Select Similarity Metric
Choose between cosine similarity or Euclidean distance.
Submit Query
Click the "Submit" button to query the vector database.
View Results
Inspect the results, which display the document, score, and a button to view detailed data.
Command Line
To query the vector database using
curl
:
curl -X POST -H "Content-Type: application/json" -d '{"query_text":"Your query text here", "similarity_metric":"cosine"}' http://127.0.0.1:4000/query
Managing the Vector Database 🛠️
Step
Instructions
Backup Database
Click the "Backup Database" button to create a backup of the current vector database.
Delete Database
Click the "Delete Database" button to delete the current vector database.
View Database Statistics
View statistics such as total documents and average vector length.
Command Line
To check if the vector database exists using
curl
:
curl -X GET http://127.0.0.1:4000/check_vector_db
To view database statistics using
curl
:
curl -X GET http://127.0.0.1:4000/db_stats
To backup the database using
curl
:
curl -X POST http://127.0.0.1:4000/backup_db
To delete the database using
curl
:
curl -X POST http://127.0.0.1:4000/delete_db
UI Walkthrough 🎨
Feature
Description
Uploading Files
- Drag and drop a file into the upload area or click to select a file.

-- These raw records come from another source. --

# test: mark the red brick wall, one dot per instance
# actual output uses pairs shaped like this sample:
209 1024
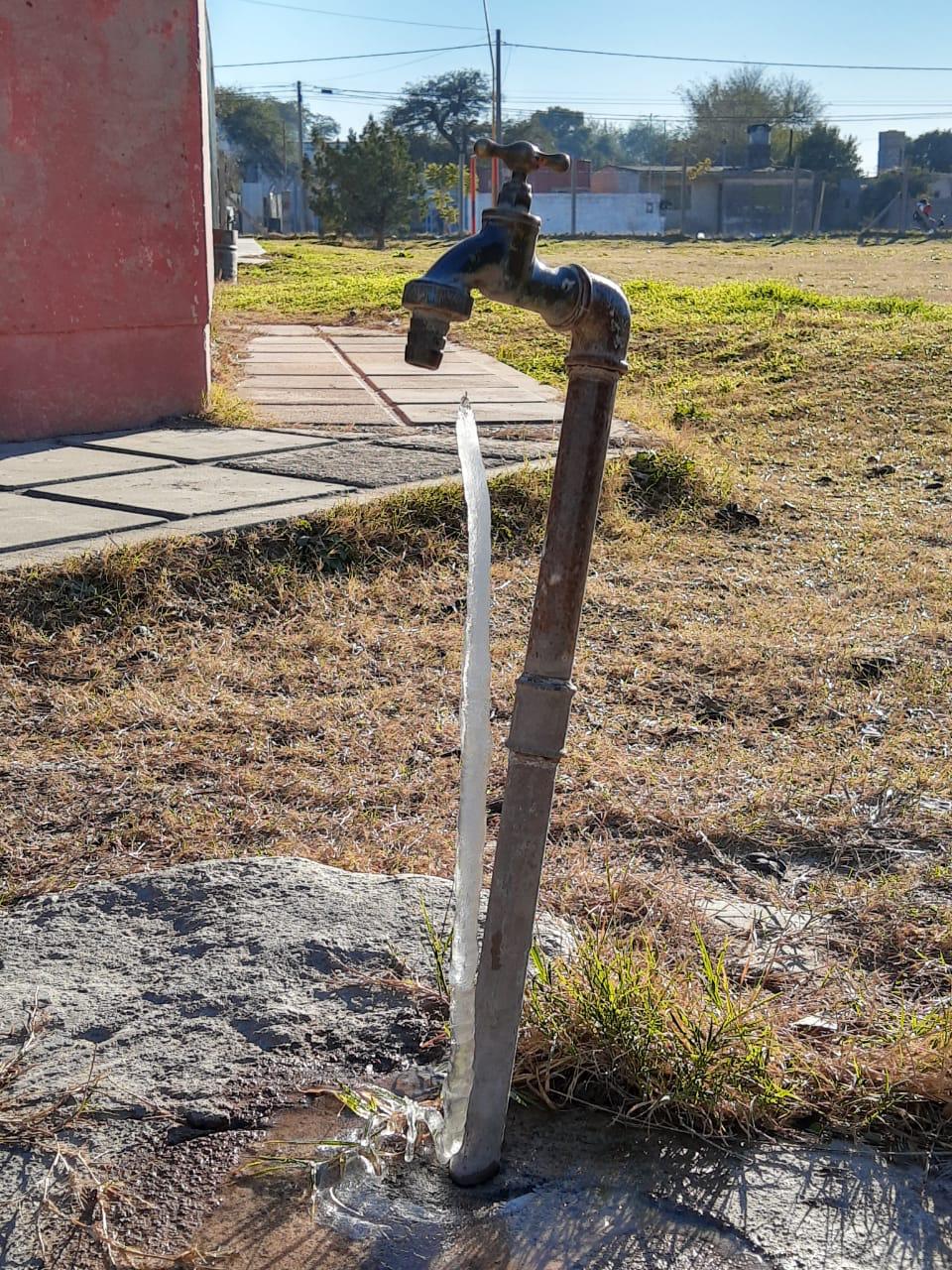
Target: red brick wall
104 254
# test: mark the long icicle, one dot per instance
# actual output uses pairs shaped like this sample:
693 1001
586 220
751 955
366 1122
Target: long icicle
475 743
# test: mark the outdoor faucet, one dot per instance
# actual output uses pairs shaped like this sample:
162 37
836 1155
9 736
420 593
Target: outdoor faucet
500 262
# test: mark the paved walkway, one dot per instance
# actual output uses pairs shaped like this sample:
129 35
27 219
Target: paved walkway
344 376
341 414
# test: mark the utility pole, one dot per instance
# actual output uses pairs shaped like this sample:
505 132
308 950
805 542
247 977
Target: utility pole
793 198
683 189
497 109
299 183
575 194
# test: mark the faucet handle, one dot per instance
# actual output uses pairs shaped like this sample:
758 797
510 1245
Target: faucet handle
521 157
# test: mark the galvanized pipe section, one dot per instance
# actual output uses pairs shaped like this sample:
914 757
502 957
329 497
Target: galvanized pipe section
502 263
543 697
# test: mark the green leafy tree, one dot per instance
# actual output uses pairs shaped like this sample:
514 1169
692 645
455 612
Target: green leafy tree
440 116
825 150
648 144
262 130
932 150
721 109
370 185
442 185
881 190
561 128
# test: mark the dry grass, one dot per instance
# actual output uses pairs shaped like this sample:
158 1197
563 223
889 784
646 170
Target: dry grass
762 716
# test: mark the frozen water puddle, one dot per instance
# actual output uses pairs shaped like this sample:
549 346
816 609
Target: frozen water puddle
574 1193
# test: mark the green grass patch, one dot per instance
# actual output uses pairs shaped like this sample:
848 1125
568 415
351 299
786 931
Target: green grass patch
680 1043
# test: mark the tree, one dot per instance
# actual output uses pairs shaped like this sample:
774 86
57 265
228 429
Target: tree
367 185
444 111
932 150
442 181
721 108
884 189
825 150
263 131
648 144
561 128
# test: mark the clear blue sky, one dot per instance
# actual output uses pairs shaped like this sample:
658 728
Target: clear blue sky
616 89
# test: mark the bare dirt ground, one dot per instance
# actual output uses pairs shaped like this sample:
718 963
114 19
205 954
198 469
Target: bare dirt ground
760 743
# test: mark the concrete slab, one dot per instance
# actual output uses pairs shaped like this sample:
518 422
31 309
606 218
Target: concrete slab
290 363
334 416
287 329
178 493
298 395
27 465
299 381
529 412
199 444
440 395
298 344
367 463
509 451
28 522
268 352
249 249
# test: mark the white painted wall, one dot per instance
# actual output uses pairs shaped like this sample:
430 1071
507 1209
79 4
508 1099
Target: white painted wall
594 213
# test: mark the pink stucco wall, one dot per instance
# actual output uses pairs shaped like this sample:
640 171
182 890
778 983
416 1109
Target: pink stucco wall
104 213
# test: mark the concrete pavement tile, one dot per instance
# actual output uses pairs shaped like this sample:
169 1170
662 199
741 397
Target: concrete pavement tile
439 395
530 412
386 370
28 522
299 381
373 366
268 353
353 395
286 329
290 345
335 416
199 444
42 463
509 451
178 493
365 463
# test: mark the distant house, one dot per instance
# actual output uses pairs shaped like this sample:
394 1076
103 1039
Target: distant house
733 202
757 199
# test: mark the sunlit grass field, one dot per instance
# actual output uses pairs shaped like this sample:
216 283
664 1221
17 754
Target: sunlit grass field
763 708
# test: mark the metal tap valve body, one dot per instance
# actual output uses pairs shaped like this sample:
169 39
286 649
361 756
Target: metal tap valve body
500 262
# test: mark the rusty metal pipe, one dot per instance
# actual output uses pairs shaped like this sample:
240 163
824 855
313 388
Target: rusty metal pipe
502 263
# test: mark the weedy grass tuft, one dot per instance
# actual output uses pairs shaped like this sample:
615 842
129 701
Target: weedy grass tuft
682 1043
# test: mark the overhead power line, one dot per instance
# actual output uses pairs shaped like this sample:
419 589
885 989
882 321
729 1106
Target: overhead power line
350 58
726 62
356 17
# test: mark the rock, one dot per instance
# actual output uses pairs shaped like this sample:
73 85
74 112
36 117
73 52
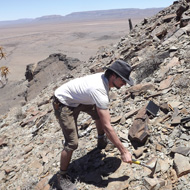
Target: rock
153 183
181 164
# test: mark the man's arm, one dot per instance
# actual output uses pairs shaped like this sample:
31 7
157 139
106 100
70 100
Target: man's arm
111 134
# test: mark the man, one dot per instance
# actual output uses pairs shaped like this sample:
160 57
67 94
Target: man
89 94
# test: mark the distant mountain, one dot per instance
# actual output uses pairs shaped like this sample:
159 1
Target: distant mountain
88 15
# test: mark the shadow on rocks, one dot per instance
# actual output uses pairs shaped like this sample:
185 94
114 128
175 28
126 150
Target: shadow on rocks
94 168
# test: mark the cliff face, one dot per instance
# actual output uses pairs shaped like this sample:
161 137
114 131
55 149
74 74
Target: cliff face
158 50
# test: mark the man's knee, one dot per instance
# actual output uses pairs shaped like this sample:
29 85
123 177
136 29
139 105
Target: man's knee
71 146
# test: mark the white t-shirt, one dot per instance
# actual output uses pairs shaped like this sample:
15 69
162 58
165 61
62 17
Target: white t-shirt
89 90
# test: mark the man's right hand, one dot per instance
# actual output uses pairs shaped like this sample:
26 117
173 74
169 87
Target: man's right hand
126 157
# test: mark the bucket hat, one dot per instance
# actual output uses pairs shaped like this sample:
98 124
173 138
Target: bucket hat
122 69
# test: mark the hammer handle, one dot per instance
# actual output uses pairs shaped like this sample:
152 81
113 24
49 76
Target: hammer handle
136 162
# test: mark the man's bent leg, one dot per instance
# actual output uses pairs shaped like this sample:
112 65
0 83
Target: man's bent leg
65 159
102 139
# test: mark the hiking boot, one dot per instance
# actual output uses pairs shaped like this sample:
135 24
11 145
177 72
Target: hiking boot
64 182
102 142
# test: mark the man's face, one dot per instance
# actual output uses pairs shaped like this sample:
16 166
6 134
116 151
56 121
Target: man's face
118 82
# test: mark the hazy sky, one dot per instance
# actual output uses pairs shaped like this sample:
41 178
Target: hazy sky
18 9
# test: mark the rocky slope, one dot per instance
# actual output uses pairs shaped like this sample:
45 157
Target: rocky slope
158 49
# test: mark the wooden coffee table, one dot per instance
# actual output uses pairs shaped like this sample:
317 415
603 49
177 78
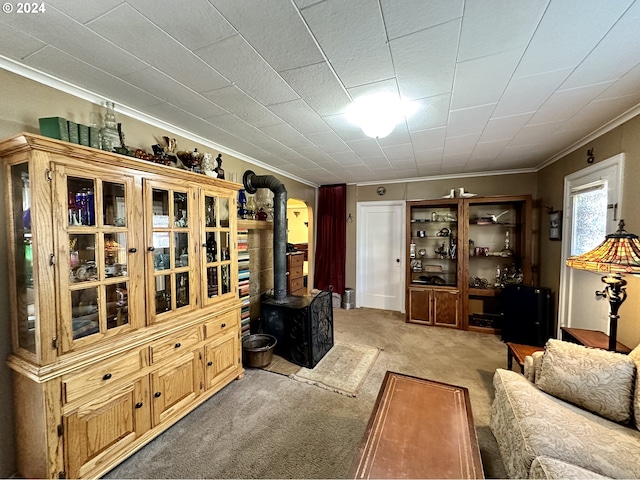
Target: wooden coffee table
419 429
519 351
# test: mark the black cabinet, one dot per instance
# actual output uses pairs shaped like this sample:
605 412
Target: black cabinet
527 314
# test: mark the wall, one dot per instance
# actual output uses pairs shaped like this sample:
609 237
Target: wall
515 184
23 102
623 139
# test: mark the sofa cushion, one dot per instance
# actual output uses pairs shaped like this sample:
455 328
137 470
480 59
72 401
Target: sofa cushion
528 423
545 467
599 381
635 356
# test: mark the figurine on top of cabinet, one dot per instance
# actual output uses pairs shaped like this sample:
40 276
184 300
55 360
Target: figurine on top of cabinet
219 169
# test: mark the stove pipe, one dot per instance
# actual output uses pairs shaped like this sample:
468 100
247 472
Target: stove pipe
251 183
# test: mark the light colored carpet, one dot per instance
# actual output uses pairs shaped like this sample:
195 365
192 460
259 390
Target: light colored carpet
270 426
342 369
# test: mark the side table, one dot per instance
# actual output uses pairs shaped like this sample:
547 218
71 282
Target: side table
519 351
591 338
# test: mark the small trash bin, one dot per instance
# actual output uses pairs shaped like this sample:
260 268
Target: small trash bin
258 350
349 299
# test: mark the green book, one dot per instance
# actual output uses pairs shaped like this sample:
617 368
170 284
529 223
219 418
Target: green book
54 127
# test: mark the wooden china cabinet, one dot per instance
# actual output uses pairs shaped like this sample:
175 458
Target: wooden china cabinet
124 301
461 252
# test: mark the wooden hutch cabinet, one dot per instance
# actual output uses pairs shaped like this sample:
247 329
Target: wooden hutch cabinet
124 301
461 252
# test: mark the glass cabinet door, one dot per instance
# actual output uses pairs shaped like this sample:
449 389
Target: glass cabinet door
97 254
218 246
23 282
433 245
171 218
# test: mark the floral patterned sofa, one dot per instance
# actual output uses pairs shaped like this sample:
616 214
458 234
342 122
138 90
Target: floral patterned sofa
575 413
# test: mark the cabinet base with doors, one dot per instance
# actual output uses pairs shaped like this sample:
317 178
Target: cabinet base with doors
461 253
124 302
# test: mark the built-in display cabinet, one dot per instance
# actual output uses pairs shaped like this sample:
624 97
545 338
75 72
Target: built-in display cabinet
461 252
124 306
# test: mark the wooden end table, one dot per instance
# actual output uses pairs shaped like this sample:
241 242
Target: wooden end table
519 351
419 429
591 338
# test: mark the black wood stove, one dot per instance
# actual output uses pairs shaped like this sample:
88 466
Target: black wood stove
303 327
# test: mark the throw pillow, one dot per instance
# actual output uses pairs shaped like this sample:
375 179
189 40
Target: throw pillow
596 380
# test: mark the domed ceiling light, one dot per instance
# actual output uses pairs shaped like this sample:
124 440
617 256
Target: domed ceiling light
377 115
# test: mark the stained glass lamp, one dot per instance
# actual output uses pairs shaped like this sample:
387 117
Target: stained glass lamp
618 254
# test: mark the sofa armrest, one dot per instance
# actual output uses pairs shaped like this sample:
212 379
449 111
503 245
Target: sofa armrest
532 364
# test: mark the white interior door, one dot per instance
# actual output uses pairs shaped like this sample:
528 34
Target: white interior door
592 205
380 255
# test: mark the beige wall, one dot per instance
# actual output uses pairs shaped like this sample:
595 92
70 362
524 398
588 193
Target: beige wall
515 184
23 102
623 139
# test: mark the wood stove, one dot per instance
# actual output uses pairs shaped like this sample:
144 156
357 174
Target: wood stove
303 327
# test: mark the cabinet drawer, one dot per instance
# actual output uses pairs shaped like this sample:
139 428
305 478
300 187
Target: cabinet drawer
296 284
174 345
296 260
220 324
106 373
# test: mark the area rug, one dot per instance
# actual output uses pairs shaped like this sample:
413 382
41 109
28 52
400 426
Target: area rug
342 369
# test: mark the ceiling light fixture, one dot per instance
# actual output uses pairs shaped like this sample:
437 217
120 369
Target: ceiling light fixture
377 115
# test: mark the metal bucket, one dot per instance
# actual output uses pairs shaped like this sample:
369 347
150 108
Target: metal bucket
349 299
257 350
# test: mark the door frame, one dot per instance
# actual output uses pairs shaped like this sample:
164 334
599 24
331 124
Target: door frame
360 242
565 288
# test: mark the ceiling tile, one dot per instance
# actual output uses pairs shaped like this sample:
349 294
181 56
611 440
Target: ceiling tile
87 12
76 40
469 120
425 61
186 23
526 94
17 44
66 67
614 56
428 139
403 17
234 58
319 87
483 80
243 106
126 28
162 86
351 35
568 32
299 115
504 127
487 30
262 25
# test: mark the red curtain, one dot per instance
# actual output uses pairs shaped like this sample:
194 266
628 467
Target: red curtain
331 244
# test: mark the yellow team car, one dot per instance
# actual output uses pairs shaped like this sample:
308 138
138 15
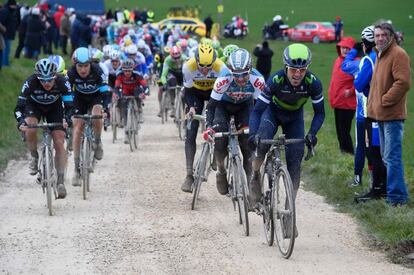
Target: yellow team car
187 24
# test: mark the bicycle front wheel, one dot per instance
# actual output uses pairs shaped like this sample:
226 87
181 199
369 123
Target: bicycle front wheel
164 107
114 123
47 177
284 213
199 174
241 187
267 215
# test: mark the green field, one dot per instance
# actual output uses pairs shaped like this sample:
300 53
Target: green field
329 173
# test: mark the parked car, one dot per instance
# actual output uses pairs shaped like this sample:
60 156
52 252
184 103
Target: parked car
187 24
312 32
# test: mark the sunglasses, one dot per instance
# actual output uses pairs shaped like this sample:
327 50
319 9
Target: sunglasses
205 66
46 80
240 75
295 70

- File information will be displayed after a successful upload.
Previewing Data
- Select the keys you want to include in the embeddings.
- View a preview of the document and generated embeddings.
Creating Vector Embeddings
- Click the "Create Vector DB" button to start the embedding creation.
- Monitor the progress with the circular progress indicator.
Querying the Vector Database
- Enter your query text and select a similarity metric.
- Click "Submit" to query the database and view the results.
Managing the Vector Database
- Backup the database by clicking "Backup Database".
- Delete the database by clicking "Delete Database".
- View database statistics such as total documents and average vector length.